As reported by the Wall Street Journal, the U.S. Department of Justice and Wachovia Bank have entered into a $160 million settlement and deferred prosecution agreement to settle the DOJ’s allegations that Wachovia enabled drug traffickers to launder drug money through transfers of money from Mexican currency exchange houses to the bank. The bank has agreed to forfeit $110 million to the government and to pay an additional $50 million in fines.

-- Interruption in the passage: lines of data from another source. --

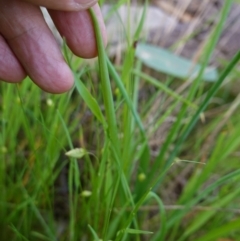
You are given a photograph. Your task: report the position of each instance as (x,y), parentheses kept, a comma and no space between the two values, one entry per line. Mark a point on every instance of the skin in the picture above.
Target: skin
(27,46)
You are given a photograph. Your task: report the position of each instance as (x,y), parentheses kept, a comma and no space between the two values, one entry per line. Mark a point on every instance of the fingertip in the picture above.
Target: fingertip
(10,69)
(58,82)
(77,28)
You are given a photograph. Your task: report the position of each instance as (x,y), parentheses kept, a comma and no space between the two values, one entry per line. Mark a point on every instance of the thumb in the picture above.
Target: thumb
(64,5)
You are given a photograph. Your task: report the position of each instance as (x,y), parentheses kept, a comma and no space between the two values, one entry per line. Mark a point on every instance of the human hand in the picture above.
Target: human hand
(27,46)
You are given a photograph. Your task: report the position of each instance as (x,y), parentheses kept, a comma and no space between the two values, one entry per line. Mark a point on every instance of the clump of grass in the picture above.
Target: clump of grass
(111,185)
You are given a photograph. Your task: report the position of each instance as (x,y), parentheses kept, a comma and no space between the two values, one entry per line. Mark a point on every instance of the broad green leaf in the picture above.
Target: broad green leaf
(90,101)
(76,153)
(167,62)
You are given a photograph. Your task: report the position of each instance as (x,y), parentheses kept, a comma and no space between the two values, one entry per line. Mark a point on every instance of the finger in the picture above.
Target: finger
(78,30)
(10,68)
(26,32)
(64,5)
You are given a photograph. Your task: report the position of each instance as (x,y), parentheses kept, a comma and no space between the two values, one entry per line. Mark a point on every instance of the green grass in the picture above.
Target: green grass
(83,166)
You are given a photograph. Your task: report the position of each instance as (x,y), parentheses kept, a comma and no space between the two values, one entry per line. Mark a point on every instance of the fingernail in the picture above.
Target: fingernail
(85,4)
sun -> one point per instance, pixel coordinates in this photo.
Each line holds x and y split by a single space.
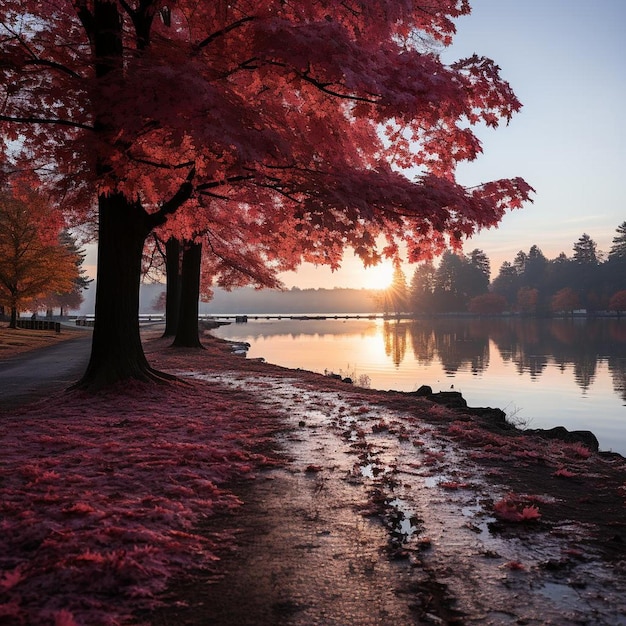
379 276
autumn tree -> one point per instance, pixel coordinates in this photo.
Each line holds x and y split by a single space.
278 130
33 260
72 298
618 302
565 300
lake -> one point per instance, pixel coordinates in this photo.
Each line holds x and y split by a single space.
542 373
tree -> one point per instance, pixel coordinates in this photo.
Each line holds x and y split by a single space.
527 298
618 302
73 298
281 125
506 283
480 260
397 294
33 260
618 249
565 300
585 251
423 287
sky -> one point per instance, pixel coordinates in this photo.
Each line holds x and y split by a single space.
565 62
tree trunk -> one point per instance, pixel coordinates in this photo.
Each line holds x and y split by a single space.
13 321
173 286
116 351
187 332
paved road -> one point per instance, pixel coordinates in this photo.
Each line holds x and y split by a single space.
39 373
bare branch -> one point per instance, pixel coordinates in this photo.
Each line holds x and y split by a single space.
224 31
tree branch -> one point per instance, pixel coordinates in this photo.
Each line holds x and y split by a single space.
224 31
175 202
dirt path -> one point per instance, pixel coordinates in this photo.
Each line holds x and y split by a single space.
363 526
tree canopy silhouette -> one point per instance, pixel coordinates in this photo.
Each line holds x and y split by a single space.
279 130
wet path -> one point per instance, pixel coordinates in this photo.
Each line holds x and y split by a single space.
40 373
380 519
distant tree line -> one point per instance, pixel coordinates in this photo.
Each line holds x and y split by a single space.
530 284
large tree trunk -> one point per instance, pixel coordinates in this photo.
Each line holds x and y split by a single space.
13 321
187 332
173 286
116 352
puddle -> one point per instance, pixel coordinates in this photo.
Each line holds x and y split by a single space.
434 496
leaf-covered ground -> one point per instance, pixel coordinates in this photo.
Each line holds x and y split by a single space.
106 500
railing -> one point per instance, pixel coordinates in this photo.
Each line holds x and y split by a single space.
39 325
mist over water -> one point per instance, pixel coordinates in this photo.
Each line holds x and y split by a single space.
542 373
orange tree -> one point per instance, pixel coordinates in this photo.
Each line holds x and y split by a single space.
33 260
276 130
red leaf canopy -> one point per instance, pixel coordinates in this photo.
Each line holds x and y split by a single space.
294 122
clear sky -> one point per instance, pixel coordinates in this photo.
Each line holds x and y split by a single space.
565 61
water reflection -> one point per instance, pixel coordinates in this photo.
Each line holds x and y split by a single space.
544 372
530 345
395 334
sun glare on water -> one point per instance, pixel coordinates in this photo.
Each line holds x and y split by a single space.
379 276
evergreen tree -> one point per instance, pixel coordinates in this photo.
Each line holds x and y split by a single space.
397 295
585 251
618 249
506 283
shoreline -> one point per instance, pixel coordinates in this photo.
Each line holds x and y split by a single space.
157 480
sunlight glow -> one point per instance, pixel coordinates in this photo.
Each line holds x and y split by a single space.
379 276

The government alleges that Wachovia failed to use proper money laundering detection and allegedly processed billions in transactions. Currency exchange houses, or casas de cambio, are primarily used as a legitimate means for immigrants to send money to relatives abroad, but authorities have stated that the houses are also used by drug traffickers to launder drug money. The government alleged that Wachovia laundered at least $110 million in drug proceeds, some of which was used to purchase aircraft for use in drug trafficking.
Wachovia released a statement in which the company stated that it had made significant enhancements to its anti-money laundering and Bank Secrecy Act compliance program and its mechanisms for detecting wrongdoing. The bank has spent $42 million to improve its compliance program. On the other hand, the U.S. Attorney’s Office for the Southern District of Florida has stated that Wachovia "blatantly" disregarded banking laws.